Jan 20, 2023
Version 2
Topographical mapping of sympathetic postganglionic innervation of mouse heart V.2
- Ariege Bizanti1,
- Yuanyuan Zhang1,
- Kohlton Bendowski1,
- Jin Chen1,
- Mahyar Osanlouy2,
- Maci Heal3,
- Zixi Jack Cheng1
- 1University of Central Florida;
- 2Auckland Bioengineering Institute;
- 3MBF Bioscience
- SPARCTech. support email: info@neuinfo.org
Protocol Citation: Ariege Bizanti, Yuanyuan Zhang, Kohlton Bendowski, Jin Chen, Mahyar Osanlouy, Maci Heal, Zixi Jack Cheng 2023. Topographical mapping of sympathetic postganglionic innervation of mouse heart. protocols.io https://dx.doi.org/10.17504/protocols.io.n92ldzbmxv5b/v2Version created by Ariege Bizanti
License: This is an open access protocol distributed under the terms of the Creative Commons Attribution License, which permits unrestricted use, distribution, and reproduction in any medium, provided the original author and source are credited
Protocol status: Working
We use this protocol and it's working
Created: January 19, 2023
Last Modified: January 20, 2023
Protocol Integer ID: 75600
Keywords: topographical mapping of sympathetic postganglionic innervation, sympathetic postganglionic axon, immune reactive sympathetic postganglionic axon, sympathetic postganglionic innervation, terminals in the mouse heart, topographical organization of tyrosine, mouse heart, topographical mapping, mouse heart this protocol, topographical organization, microscopy, heart
Funders Acknowledgements:
HEAL/SPARC
Grant ID: NIH U01 NS113867-01
NIH R15
Grant ID: NIH R15HL137143-01A1
Abstract
This protocol describes the process of mapping the topographical organization of tyrosine hydroxylase immune reactive sympathetic postganglionic axons and terminals in the mouse heart. Hearts were removed and separated as whole mounts, then scanned using confocal or zeiss microscopy
Troubleshooting
Workflow
Animals
Male C57BL/6J mice (Jackson laboratory), n=6 were used. Animals were kept in the animal room with dark/light cycle set to 12/12 hours and water and food were supplied ad libitum. All procedures were carried out under the ethical guidelines of University of Central Florida and approved by the Animal Care and Use Committee of University of Central Florida.
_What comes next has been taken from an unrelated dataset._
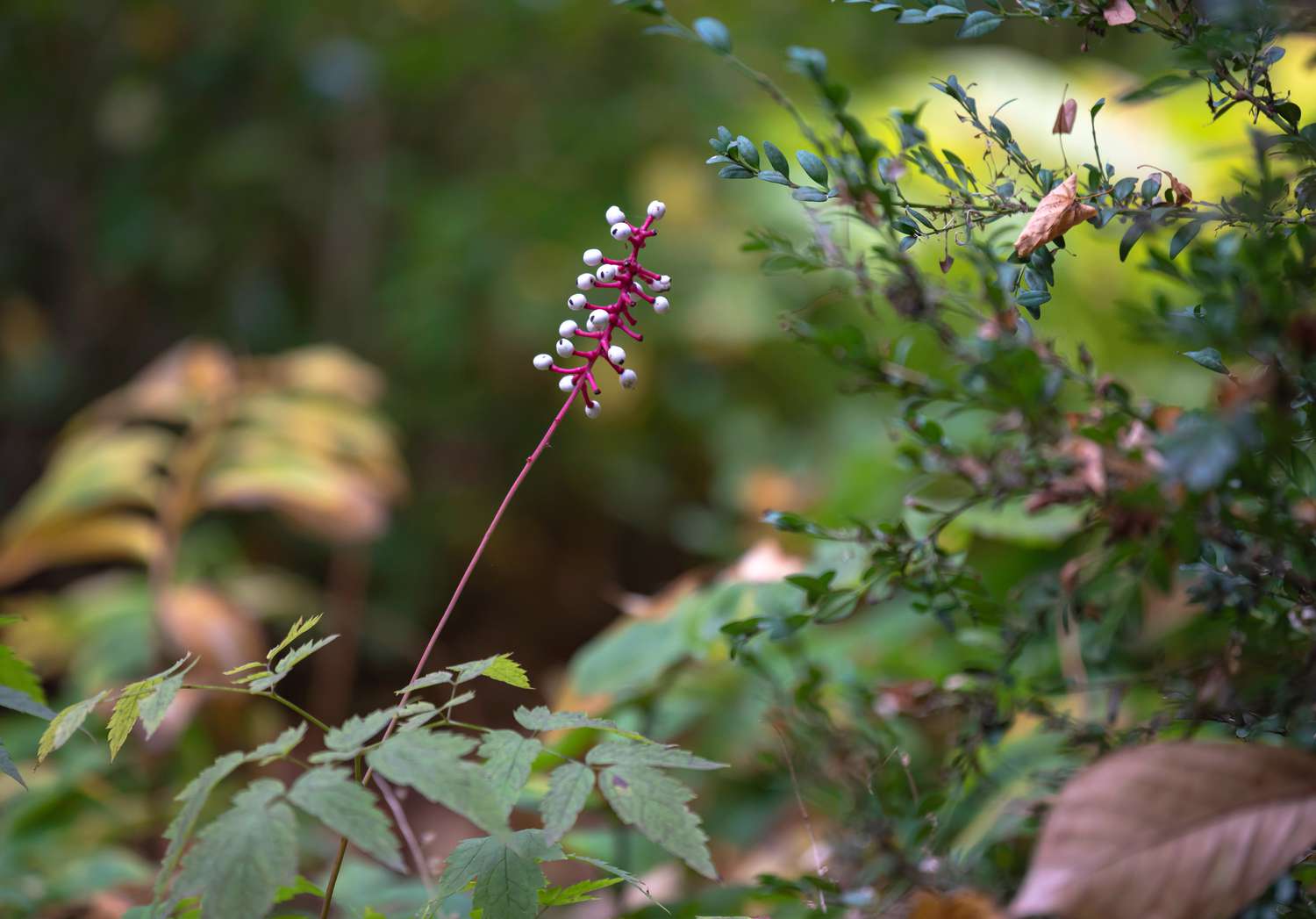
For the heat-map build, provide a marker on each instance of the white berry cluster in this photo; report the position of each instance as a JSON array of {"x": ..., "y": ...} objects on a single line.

Perfusion and tissue preparation
Animals were were anesthetized with sodium pentobarbital injection (i.p., 100 μg/g). As the animals did not have hind paw pinch withdraw reflex, the chest cavity was opened and heparin (0.2ml; 1,000 units/ml) was injected into the left ventricle, followed by transcardial perfusion. Mice were perfused with at least 150 mL 40 °C phosphate-buffered saline (0.1 M PBS, pH = 7.4) at a rate of approximately 40 ml/min, effectively draining the animal of blood via a blunt 18-ga needle inserted to the left ventricle , and blood was drained by cutting the inferior vena cava. The perfusion solution was switched to 150 mL ice cold Zamboni’s fixative (15% picric acid, 2% paraformaldehyde in PBS, pH = 7.4) to fix the tissue. During the entire procedure, extreme care was taken to ensure that no part of the heart or intestine became dry in an effort to minimize autofluorescence during later examination. After the perfusion, the mice heart was removed and post fixed overnight.
Immunohistochemistry
All IHC steps were performed using a 24-well plate on a shaker at room temperature (~24 °C) in dark environment, with each piece of tissue immersed in 0.5 ml of reaction liquid in its own well. The IHC steps include washes, blocking, primary antibody, secondary antibody, and were carried out in different wells. Samples were washed 6x5 minutes in 0.1 M PBS (pH = 7.4) and immersed in blocking solution (0.1 M PBS containing 2% bovine serum albumin, 10% normal donkey serum, 2% Triton X-100, and 0.08% sodium azide) for 48 hr.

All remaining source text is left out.